Prev Next

Introduction to File Systems

UNIX File Interface

Establishing relationships:

open("foo"): "I’d like to use the file named foo."
close("foo"): "I’m finished with foo."

Reading and writing:

read(2): "I’d like to perform a read from file handle 2 at the current position."
write(2): "I’d like to perform a write from file handle 2 at the current position."

Positioning:

lseek(2, 100): "Please move my saved position for file handle 2 to position 100.

What’s Missing?

dup2 is really about manipulating a processes names for files and doesn’t have much to do with the file system.

Files Together: File Organization

Each file has to have a unique name. No problem!

Letter to Mom: LetterToMom.txt
Letter to Suzanna: LetterToSuzanna.txt
Letter to Chuchu: WoofWoofWagWag.txt
Another letter to Suzanna: AnotherLetterToSuzanna.txt
A third letter to Suzanna: LetterToSuzanna22Mar2012.txt

Flat name spaces were actually used by some early file systems but naming gets gross fast…

Hierarchical Implications

Big idea: don’t look at everything all at once. Allows users to store and examine related files together.

letters/Mom/Letter.txt
letters/Chuchu/WoofWoofWagWag.txt
letters/Suzanna/Letters/1.txt
letters/Suzanna/Letters/2.txt
letters/Suzanna/Letters/2.txt

Each file should be stored in one place. (Although we’ll discuss exceptions to this rule.)

Location Implications

Location requires navigation and relative navigation is useful, meaning that locations (directories) can include pointers to other locations (other directories).
Finally, location is only meaningful if it is tied to a files name, so hierarchical file systems implement name spaces, which require that a file’s name map to a single unique location within the file system.

Why Trees?

File systems usually require that files be organized into an acyclic graph with a single root, also known as a tree.

Why?

What is the name of the file in the diagram below?

OK, I picked a root. What is the name of the file now?

OK, I eliminated the cycles. What is the name of the file now?

Tree Naming

Trees produce a single canonical name for each file on the system as well as an infinite number of relative names:

Canonical name: /you/used/to/love/well
Relative name: /you/used/to/love/me/../well
Relative name: love/me/../../love/me/../well

File System Design Goals

Efficiently translate file names to file contents.
Allow files to move, grow, shrink and otherwise change.
Optimize access to single files.
Optimize access to multiple files, particularly related files.
Survive failures and maintain a consistent view of file names and contents.

Three of These Things Are All Like Each Other

The file systems we will discuss all support the following features:

Files, including some number of file attributes and permissions.
Names, organized into a hierarchical name space.

This is the file interface and feature set we are all used to.

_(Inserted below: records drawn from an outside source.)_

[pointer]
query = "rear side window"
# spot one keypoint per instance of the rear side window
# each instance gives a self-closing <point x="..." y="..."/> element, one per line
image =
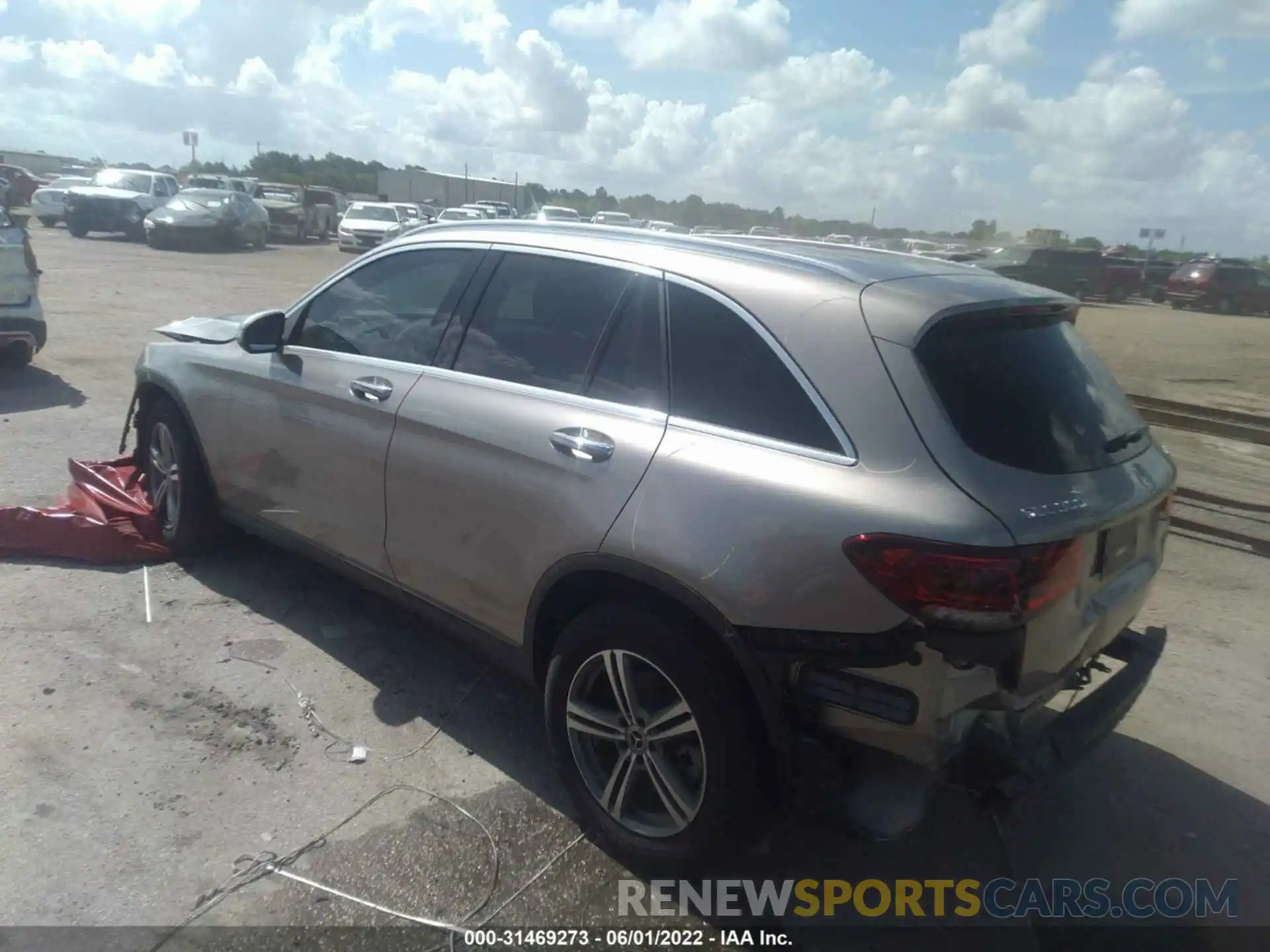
<point x="1195" y="272"/>
<point x="724" y="374"/>
<point x="540" y="320"/>
<point x="394" y="307"/>
<point x="1031" y="395"/>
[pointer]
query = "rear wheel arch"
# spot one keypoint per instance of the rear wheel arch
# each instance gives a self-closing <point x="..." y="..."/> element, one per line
<point x="579" y="582"/>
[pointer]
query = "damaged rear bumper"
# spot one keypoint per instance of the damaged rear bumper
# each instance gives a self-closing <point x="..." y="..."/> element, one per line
<point x="30" y="332"/>
<point x="1009" y="764"/>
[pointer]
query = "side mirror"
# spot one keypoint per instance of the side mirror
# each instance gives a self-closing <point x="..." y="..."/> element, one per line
<point x="262" y="333"/>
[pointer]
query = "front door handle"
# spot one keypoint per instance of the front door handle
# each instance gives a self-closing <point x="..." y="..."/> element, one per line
<point x="581" y="444"/>
<point x="374" y="389"/>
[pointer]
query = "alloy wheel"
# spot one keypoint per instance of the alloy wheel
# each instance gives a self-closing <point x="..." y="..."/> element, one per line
<point x="636" y="743"/>
<point x="164" y="477"/>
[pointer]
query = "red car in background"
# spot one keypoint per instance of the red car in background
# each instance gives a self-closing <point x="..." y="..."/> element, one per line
<point x="22" y="183"/>
<point x="1222" y="285"/>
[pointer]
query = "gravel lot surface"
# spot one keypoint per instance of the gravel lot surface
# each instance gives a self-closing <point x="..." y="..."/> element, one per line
<point x="139" y="760"/>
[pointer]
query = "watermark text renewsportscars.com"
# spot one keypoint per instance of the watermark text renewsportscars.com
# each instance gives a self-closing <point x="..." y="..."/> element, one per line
<point x="999" y="899"/>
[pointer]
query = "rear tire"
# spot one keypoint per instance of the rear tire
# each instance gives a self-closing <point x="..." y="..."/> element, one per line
<point x="685" y="799"/>
<point x="179" y="489"/>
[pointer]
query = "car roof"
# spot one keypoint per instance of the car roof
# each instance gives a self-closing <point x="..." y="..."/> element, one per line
<point x="900" y="310"/>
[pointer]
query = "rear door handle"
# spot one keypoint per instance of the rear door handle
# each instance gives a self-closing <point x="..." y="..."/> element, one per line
<point x="372" y="389"/>
<point x="581" y="444"/>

The difference lie in the implementations and what happens on disk.

Implementing Hierarchical File Systems

Broadly speaking, two types of disk blocks:

Data blocks: contain file data.
Index nodes (inodes): contain not file data.

One of These Things Is Not Like the Others

What makes file systems different?

On-disk layout. How does the file system decide where to put data and metadata blocks in order to optimize file access?
Data structures. What data structures does the file system use to translate names and locate file data?
Crash recovery. How does the file system prepare for and recover from crashes?

File System Challenges

File systems are really maintaining a large and complex data structure using disk blocks as storage.
This is hard because making changes potentially requires updating many different structures.

Example `write`

Say a process wants to write data to the end of a file. What does the file system have to do?

Find empty disk blocks to use and mark them as in use.
Associate those blocks with the file that is being written to.
Adjust the size of the file that is being written to.
Actually copy the data to the disk blocks being used.

From the perspective of a process all of these things need to happen synchronously.
In reality, many different asynchronous operations are involved touching many different disk blocks. (Each operation above modifies at least one disk block.)
This creates both a consistency and a performance problem!

What Happens On Disk?

Let’s consider the on-disk structures used by modern file systems.

Specifically we are going to investigate how file systems:

translate paths to file index nodes or inodes.
find data blocks associated with a given inode (file).
allocate and free inodes and data blocks.

We’re going to try and keep this at a relatively high level, but examples are used for concreteness and drawn from the Linux ext4 file system.

Sectors, Blocks, Extents

Sector: the smallest unit that the disk allows to be written, usually 256 bytes.
Block: the smallest unit that the file system actually writes, usually 4K bytes.
Extent: a set of contiguous blocks used to hold part of a file. Described by a start and end block.

Why would file systems not write chunks smaller than 4K?

Because contiguous writes are good for disk head scheduling and 4K is the page size which affects in-memory file caching.

Why would file systems want to write file data in even larger chunks?

Because contiguous writes are good for disk head scheduling and many files are larger than 4K!